David, all of the studies you put forth come from the bibliography of this article. I can guess what I’ll find there. Unless you can provide something more credible ... I’m done.
David wrote:
I would recommend people to the same site, especially to this link; http://www.futureofchildren.org/information2827/information_show.htm?doc_id=290849
Thank You David for referring to the site I pulled numbers from. Let me quote more than numbers ...
pg 7
“ Where differences are found, they sometimes favor same-sex parents. For instance, although one study finds that heterosexual fathers had greater emotional involvement with their children than did lesbian co-mothers, others find either no difference or that lesbian co-mothers seem to be more involved in the lives of their children than are heterosexual fathers. “
Read this a few times and tell me how credible this is for fathers? It’s ludicrous and laughable.

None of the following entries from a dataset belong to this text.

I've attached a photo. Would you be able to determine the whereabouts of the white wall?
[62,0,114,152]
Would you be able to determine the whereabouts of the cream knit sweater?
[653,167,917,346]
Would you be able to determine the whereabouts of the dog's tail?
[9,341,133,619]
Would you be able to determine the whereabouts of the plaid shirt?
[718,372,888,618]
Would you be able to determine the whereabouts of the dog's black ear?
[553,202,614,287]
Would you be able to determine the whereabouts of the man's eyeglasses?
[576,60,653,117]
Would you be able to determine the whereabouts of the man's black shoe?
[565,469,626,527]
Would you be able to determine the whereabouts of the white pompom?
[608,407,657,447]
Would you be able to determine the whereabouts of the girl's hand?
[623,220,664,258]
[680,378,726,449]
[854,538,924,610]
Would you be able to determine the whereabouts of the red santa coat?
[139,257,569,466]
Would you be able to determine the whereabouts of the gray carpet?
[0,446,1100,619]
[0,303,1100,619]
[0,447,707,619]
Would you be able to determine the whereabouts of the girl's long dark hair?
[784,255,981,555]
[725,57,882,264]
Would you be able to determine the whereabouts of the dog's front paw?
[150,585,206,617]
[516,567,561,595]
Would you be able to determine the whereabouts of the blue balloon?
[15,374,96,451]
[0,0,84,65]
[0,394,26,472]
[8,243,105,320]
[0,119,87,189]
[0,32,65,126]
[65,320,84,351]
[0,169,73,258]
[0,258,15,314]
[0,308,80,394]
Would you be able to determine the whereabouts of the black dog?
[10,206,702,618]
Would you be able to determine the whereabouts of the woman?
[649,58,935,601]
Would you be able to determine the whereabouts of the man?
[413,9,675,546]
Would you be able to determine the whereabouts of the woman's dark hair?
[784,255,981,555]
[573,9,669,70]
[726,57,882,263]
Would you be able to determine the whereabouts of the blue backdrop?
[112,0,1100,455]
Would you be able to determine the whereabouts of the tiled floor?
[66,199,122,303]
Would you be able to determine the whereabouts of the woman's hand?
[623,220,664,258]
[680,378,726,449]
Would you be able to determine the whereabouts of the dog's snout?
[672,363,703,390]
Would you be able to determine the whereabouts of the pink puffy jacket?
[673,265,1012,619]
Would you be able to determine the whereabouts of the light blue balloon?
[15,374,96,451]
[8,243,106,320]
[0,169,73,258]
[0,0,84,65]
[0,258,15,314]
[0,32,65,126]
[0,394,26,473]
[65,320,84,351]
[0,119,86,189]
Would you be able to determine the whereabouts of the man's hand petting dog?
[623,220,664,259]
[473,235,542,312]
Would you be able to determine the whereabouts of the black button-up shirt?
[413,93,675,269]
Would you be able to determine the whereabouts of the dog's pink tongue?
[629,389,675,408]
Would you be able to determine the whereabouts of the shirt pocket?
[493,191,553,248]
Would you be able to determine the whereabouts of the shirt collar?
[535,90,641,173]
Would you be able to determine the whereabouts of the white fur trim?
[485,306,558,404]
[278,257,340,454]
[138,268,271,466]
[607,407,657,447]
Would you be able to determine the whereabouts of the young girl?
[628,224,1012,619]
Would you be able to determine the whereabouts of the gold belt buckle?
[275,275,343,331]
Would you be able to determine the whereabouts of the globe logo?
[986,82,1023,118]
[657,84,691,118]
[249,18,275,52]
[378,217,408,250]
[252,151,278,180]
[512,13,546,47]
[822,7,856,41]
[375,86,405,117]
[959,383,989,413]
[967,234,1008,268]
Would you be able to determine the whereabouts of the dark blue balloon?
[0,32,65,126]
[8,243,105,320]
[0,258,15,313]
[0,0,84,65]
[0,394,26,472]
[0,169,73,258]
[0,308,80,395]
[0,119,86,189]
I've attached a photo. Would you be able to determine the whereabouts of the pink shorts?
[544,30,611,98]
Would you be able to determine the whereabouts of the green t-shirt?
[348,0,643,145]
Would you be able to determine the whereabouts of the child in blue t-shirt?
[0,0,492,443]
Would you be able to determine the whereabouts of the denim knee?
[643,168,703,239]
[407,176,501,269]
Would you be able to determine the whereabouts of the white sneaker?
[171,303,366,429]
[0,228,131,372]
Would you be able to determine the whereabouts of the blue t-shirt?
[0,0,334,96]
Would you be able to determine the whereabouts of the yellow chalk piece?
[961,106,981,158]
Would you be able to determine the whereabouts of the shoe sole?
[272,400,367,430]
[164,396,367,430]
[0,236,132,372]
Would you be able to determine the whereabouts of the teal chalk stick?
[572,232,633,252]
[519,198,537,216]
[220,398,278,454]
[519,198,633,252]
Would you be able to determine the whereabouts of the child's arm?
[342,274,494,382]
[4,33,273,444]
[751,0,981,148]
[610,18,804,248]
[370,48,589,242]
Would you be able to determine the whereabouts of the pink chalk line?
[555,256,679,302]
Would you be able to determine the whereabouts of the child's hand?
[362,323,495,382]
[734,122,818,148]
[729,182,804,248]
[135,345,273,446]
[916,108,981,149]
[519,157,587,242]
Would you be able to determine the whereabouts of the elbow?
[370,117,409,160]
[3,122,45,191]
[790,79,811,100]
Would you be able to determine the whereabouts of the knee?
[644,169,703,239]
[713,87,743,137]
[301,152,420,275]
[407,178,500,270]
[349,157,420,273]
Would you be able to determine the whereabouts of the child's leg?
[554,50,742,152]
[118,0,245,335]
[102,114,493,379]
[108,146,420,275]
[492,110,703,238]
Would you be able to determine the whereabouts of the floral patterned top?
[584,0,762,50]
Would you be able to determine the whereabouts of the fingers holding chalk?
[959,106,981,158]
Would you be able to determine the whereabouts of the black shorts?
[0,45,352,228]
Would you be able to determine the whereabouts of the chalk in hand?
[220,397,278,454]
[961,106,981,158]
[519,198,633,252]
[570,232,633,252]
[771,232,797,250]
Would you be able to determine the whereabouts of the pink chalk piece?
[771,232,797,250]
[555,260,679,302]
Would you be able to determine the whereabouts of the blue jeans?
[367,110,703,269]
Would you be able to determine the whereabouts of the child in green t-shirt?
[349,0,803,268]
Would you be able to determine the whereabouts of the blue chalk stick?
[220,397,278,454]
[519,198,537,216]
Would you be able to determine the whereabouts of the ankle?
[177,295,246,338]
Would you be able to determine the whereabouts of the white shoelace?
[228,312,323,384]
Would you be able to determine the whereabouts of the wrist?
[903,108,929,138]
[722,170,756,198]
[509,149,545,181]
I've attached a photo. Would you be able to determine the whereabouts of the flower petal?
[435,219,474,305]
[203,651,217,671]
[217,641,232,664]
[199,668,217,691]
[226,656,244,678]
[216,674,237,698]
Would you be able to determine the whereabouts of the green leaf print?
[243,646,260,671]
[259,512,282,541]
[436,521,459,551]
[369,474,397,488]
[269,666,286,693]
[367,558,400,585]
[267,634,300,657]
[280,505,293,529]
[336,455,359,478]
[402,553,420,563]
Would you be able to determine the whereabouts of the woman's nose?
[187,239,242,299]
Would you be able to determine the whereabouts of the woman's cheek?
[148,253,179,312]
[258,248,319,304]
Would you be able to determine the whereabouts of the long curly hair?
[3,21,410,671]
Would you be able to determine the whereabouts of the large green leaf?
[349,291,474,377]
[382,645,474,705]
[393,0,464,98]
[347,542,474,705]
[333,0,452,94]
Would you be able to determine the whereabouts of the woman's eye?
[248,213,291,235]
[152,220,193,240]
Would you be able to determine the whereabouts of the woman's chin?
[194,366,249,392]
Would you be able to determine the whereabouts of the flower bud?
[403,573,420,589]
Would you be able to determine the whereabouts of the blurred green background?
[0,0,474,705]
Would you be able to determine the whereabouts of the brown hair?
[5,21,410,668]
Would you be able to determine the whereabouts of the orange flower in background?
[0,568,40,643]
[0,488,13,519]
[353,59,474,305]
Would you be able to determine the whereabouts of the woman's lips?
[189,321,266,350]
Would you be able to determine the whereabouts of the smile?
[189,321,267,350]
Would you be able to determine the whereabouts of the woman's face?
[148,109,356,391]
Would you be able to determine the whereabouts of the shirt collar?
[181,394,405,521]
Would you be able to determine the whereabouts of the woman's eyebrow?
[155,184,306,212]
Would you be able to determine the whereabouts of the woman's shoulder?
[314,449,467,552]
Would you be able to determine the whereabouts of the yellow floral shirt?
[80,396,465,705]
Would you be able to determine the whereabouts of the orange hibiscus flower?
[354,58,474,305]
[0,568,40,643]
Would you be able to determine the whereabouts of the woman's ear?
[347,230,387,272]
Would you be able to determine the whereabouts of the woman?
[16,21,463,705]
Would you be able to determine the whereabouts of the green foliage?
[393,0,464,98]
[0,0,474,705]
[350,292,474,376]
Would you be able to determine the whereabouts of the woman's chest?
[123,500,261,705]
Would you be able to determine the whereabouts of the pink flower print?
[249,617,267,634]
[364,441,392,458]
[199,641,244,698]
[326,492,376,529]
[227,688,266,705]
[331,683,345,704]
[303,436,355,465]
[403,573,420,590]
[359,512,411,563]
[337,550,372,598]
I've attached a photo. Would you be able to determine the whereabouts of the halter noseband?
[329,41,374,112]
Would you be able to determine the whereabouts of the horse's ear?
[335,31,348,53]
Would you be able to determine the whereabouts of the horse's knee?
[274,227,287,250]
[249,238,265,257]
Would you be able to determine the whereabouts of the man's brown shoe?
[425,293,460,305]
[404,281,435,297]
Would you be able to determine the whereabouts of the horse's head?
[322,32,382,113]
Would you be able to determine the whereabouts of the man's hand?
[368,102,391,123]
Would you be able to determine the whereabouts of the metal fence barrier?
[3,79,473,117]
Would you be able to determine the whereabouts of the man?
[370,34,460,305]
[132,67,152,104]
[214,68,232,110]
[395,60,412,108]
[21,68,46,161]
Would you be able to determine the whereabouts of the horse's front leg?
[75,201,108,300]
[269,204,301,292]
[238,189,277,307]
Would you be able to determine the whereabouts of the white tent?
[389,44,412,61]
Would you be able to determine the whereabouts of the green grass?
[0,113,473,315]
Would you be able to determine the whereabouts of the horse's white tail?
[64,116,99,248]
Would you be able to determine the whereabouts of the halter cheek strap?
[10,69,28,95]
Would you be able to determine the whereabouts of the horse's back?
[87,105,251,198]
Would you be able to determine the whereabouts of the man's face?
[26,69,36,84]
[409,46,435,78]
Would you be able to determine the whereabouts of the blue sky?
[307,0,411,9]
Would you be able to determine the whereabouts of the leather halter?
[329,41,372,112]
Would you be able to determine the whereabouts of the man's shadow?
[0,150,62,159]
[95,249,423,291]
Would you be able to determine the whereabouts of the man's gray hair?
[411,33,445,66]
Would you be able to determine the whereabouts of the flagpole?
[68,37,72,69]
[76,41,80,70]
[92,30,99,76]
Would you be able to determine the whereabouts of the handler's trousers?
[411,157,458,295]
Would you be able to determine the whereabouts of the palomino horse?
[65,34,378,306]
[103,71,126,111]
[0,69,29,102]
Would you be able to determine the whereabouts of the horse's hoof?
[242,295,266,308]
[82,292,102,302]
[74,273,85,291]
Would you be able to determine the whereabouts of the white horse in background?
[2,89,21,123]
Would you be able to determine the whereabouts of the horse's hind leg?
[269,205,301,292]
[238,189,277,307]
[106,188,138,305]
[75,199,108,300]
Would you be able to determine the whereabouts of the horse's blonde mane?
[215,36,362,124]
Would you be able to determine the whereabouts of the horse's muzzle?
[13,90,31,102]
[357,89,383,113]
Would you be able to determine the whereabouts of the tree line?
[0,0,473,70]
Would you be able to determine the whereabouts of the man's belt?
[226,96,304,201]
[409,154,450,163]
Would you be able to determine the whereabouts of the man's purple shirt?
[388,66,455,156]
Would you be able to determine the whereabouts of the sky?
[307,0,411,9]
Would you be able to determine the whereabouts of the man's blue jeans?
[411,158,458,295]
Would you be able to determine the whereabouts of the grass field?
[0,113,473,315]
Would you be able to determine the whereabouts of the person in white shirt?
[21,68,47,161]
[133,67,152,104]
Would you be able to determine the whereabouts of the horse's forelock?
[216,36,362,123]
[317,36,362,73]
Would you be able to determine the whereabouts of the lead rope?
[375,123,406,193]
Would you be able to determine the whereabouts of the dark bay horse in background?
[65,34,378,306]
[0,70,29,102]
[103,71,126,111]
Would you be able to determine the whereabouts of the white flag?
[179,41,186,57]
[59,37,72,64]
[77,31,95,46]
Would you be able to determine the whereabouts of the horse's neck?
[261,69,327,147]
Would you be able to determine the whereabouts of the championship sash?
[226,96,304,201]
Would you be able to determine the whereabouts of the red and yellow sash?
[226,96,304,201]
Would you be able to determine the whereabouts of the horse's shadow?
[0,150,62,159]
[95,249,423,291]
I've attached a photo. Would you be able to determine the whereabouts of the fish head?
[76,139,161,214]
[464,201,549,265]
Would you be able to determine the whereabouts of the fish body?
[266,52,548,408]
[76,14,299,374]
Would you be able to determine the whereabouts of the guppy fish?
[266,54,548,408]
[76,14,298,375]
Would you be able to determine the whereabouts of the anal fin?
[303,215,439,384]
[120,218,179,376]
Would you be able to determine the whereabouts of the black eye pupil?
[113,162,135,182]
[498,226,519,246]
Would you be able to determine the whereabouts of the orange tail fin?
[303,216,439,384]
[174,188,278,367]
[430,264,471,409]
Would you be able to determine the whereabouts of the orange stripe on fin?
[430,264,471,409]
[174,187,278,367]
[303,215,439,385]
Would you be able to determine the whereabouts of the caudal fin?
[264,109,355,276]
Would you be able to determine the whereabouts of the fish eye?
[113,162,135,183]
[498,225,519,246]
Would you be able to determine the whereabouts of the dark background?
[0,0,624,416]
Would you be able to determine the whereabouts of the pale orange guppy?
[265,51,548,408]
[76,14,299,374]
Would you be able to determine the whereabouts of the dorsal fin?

“Second, .... Some studies report that children, particularly daughters, of lesbian parents adopt more accepting and open attitudes toward various sexual identities and are more willing to question their own sexuality. Others report that young women raised in lesbian-headed families are more likely to have homosexual friends and to disclose that they have had or would consider having same-sex sexual relationships. (Just how to view such differences in behavior and attitude is a matter of disagreement. Where conservatives may see lax or immoral sexual standards, liberals may see commendably open-minded attitudes.) “
What do you think about this? “… liberals may see commendably open-minded attitudes.” Once again I find it harmful that anyone would place children in an environment where they “are more willing to question their own sexuality” What sort of person would do this?